もちろん 魚のためにと自主規制・自主禁漁をし始める漁師もいます。
ですが、その分獲ってしまう漁師がいるのも事実です。

「他の人に獲られる前に!」「自分の分が穫れなくなってしまう前に!」と、競って魚を獲ることになってしまうのです。

漁師さんたちだけが悪いの!?

流通業者による「過剰な薄利多売」が魚を減らす

流通業者の仕事は、商品を売ることでより多くの収益を得ること。

「高いものは売れない」ならば「より安くたくさん売る」ことで収益にしたいと考えます。そのために流通業者は、魚の価値を下げるように必要以上の量を販売しようとします。

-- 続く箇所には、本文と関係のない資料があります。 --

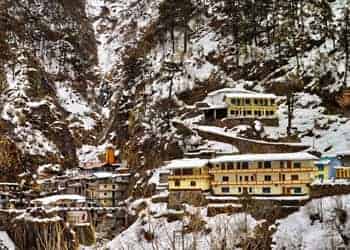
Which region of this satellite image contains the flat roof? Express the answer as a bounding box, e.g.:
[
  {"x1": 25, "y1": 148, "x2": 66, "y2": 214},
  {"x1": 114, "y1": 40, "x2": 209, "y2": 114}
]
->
[
  {"x1": 210, "y1": 152, "x2": 318, "y2": 163},
  {"x1": 33, "y1": 194, "x2": 86, "y2": 205},
  {"x1": 225, "y1": 93, "x2": 277, "y2": 99},
  {"x1": 207, "y1": 87, "x2": 254, "y2": 96}
]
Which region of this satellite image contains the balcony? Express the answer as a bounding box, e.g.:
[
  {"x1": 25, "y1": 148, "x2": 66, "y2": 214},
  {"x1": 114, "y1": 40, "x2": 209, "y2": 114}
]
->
[
  {"x1": 211, "y1": 179, "x2": 312, "y2": 186},
  {"x1": 168, "y1": 175, "x2": 211, "y2": 180}
]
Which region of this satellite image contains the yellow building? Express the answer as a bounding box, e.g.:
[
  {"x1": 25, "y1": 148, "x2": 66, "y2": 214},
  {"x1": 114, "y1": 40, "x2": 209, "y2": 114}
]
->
[
  {"x1": 209, "y1": 152, "x2": 317, "y2": 195},
  {"x1": 167, "y1": 159, "x2": 211, "y2": 191},
  {"x1": 224, "y1": 92, "x2": 277, "y2": 119},
  {"x1": 168, "y1": 152, "x2": 318, "y2": 196},
  {"x1": 335, "y1": 166, "x2": 350, "y2": 179},
  {"x1": 86, "y1": 172, "x2": 130, "y2": 207}
]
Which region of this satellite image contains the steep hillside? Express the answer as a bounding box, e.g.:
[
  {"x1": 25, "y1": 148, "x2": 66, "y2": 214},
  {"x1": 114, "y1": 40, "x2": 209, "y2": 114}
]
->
[
  {"x1": 0, "y1": 0, "x2": 350, "y2": 180},
  {"x1": 0, "y1": 0, "x2": 100, "y2": 180},
  {"x1": 93, "y1": 0, "x2": 350, "y2": 168}
]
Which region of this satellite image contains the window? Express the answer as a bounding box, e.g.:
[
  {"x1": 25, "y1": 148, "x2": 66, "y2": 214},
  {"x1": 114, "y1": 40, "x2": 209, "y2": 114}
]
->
[
  {"x1": 264, "y1": 175, "x2": 271, "y2": 181},
  {"x1": 221, "y1": 187, "x2": 230, "y2": 193},
  {"x1": 227, "y1": 162, "x2": 233, "y2": 170},
  {"x1": 182, "y1": 168, "x2": 193, "y2": 175},
  {"x1": 242, "y1": 161, "x2": 249, "y2": 169},
  {"x1": 174, "y1": 169, "x2": 181, "y2": 175},
  {"x1": 264, "y1": 161, "x2": 271, "y2": 168},
  {"x1": 293, "y1": 162, "x2": 301, "y2": 168},
  {"x1": 290, "y1": 174, "x2": 299, "y2": 181}
]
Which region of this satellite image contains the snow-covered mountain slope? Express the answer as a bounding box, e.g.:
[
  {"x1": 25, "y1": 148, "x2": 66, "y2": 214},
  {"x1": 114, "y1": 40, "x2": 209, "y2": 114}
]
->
[
  {"x1": 272, "y1": 195, "x2": 350, "y2": 250},
  {"x1": 107, "y1": 200, "x2": 259, "y2": 250},
  {"x1": 0, "y1": 0, "x2": 100, "y2": 175},
  {"x1": 0, "y1": 0, "x2": 350, "y2": 180}
]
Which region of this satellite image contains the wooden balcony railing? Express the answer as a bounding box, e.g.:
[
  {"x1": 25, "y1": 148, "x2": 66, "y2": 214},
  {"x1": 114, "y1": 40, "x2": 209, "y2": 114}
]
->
[
  {"x1": 211, "y1": 179, "x2": 312, "y2": 186},
  {"x1": 168, "y1": 175, "x2": 211, "y2": 180},
  {"x1": 209, "y1": 167, "x2": 317, "y2": 174}
]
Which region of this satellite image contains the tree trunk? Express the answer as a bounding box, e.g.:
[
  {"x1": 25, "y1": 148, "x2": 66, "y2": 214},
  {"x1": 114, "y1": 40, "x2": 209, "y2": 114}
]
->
[{"x1": 287, "y1": 94, "x2": 294, "y2": 136}]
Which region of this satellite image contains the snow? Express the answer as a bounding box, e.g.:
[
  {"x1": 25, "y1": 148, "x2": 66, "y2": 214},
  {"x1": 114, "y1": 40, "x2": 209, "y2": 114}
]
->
[
  {"x1": 210, "y1": 152, "x2": 318, "y2": 163},
  {"x1": 201, "y1": 87, "x2": 254, "y2": 107},
  {"x1": 37, "y1": 164, "x2": 61, "y2": 174},
  {"x1": 0, "y1": 231, "x2": 16, "y2": 250},
  {"x1": 56, "y1": 82, "x2": 96, "y2": 130},
  {"x1": 77, "y1": 144, "x2": 106, "y2": 165},
  {"x1": 198, "y1": 140, "x2": 239, "y2": 154},
  {"x1": 92, "y1": 172, "x2": 117, "y2": 179},
  {"x1": 165, "y1": 158, "x2": 209, "y2": 169},
  {"x1": 107, "y1": 203, "x2": 259, "y2": 250},
  {"x1": 196, "y1": 125, "x2": 307, "y2": 146},
  {"x1": 32, "y1": 194, "x2": 86, "y2": 205},
  {"x1": 272, "y1": 195, "x2": 350, "y2": 250},
  {"x1": 226, "y1": 93, "x2": 277, "y2": 99},
  {"x1": 265, "y1": 93, "x2": 350, "y2": 154}
]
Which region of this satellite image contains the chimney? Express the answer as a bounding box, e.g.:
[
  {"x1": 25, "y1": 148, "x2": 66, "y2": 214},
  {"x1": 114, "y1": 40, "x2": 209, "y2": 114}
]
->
[{"x1": 106, "y1": 145, "x2": 116, "y2": 165}]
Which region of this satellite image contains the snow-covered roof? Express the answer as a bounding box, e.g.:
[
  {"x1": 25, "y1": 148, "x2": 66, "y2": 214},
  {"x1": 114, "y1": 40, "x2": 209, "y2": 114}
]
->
[
  {"x1": 225, "y1": 92, "x2": 277, "y2": 99},
  {"x1": 165, "y1": 158, "x2": 208, "y2": 169},
  {"x1": 336, "y1": 150, "x2": 350, "y2": 156},
  {"x1": 33, "y1": 194, "x2": 86, "y2": 205},
  {"x1": 200, "y1": 104, "x2": 227, "y2": 110},
  {"x1": 315, "y1": 159, "x2": 331, "y2": 165},
  {"x1": 0, "y1": 182, "x2": 19, "y2": 186},
  {"x1": 210, "y1": 152, "x2": 318, "y2": 163},
  {"x1": 0, "y1": 231, "x2": 16, "y2": 250},
  {"x1": 92, "y1": 172, "x2": 116, "y2": 179},
  {"x1": 208, "y1": 88, "x2": 254, "y2": 96}
]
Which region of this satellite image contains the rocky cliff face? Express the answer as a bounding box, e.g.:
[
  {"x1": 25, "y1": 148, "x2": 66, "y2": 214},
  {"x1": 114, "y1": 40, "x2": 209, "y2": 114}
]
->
[
  {"x1": 0, "y1": 0, "x2": 350, "y2": 180},
  {"x1": 0, "y1": 0, "x2": 100, "y2": 178}
]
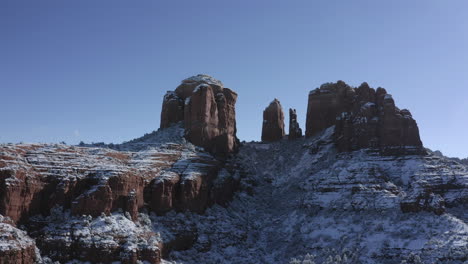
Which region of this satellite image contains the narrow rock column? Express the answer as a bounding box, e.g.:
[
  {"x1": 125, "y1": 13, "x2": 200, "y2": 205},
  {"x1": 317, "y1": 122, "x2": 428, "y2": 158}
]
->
[
  {"x1": 262, "y1": 98, "x2": 285, "y2": 142},
  {"x1": 288, "y1": 108, "x2": 302, "y2": 139}
]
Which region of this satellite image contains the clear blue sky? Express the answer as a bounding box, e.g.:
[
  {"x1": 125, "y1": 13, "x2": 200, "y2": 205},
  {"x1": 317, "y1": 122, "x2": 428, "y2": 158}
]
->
[{"x1": 0, "y1": 0, "x2": 468, "y2": 157}]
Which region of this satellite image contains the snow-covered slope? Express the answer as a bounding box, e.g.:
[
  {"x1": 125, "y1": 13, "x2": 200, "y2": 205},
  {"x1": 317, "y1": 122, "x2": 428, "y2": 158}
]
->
[
  {"x1": 158, "y1": 129, "x2": 468, "y2": 263},
  {"x1": 0, "y1": 127, "x2": 468, "y2": 264}
]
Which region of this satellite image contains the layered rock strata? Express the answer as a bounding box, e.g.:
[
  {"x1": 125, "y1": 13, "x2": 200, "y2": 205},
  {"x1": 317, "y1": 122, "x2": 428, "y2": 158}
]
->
[
  {"x1": 0, "y1": 143, "x2": 241, "y2": 263},
  {"x1": 161, "y1": 74, "x2": 239, "y2": 156},
  {"x1": 262, "y1": 98, "x2": 285, "y2": 142},
  {"x1": 0, "y1": 215, "x2": 38, "y2": 264},
  {"x1": 306, "y1": 81, "x2": 424, "y2": 155},
  {"x1": 288, "y1": 108, "x2": 302, "y2": 139}
]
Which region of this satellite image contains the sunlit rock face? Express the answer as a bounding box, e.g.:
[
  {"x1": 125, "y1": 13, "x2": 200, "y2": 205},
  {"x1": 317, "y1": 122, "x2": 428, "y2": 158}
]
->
[
  {"x1": 288, "y1": 108, "x2": 302, "y2": 139},
  {"x1": 0, "y1": 133, "x2": 241, "y2": 263},
  {"x1": 262, "y1": 99, "x2": 285, "y2": 142},
  {"x1": 0, "y1": 215, "x2": 38, "y2": 264},
  {"x1": 161, "y1": 74, "x2": 239, "y2": 156},
  {"x1": 306, "y1": 81, "x2": 424, "y2": 154}
]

その結果、漁師たちは多くの魚を獲らなければならず、獲らない方が良いはずの小さな未成魚やこれから卵を生む親魚たちも少しでも収益に繋げるために獲ってしまうのです。

流通業者による薄利多売が、水産業者の『乱獲』を後押ししてしまっているのです。

それならお店が悪いの?

消費者による「過剰な要求」が魚を減らす

「安くて、便利で、おいしい魚」。

私たち消費者は、コスパが良く安い刺身やお寿司を求めます。

更には調理のしやすさや便利さから、サイズの揃った切り身や、形の整った調理済みの魚、そして脂のたっぷりのった魚も求めます。

最近では国内の魚だけでは足りず、輸入魚や養殖魚も次々と店頭に並ぶようになりました。

しかし、魚は今、世界中が注目する人気の食材で、価格も上がり、輸入にも限界が。

ならば養殖を、といっても、その裏では餌になる大量の魚が必要になります。

私たち消費者の無自覚な欲求が、『乱売』を助長し、その先には『乱獲』をも導いている...

『乱獲』『乱売』『乱食』の負のスパイラルが出来上がってしまっているのです。

解決できないの!?

国がリードする資源保護

驚く事にこの問題は、20年前にはもう囁かれ始めていたのです。

そして今、この問題を解決することができる『有益な制度』が存在します。国がしっかりとした規制を行い魚の生態に合わせた漁業を進めるのです。

資源は回復し、魚の質も良くなり、少量でもこれまで以上の利益が上がります。

消費者は、おいしい魚を適正価格で買い食べることができるので、資源管理がきちんとされた商品を選ぶようになります。見事に負のスパイラルを打破できるのです。

有益な制度について詳しく知りたい方はコチラ

実はこの制度、他の多くの国で実行され、成果をあげているのです。

残念ながら、先進国の中でこの制度を取り入れていないのは、日本と中国だけ…

世界の水揚げ量が上がる中、日本では減少していることからも、温暖化などの自然環境の変化だけが魚たちの危機を招いている訳ではないことがわかります。

一人でも多くの人がこの問題を知り、関心を持つ人が増え、それぞれが手にしているピースに気づき合わせることができれば、解決の光が射す日はとても近いのかもしれません。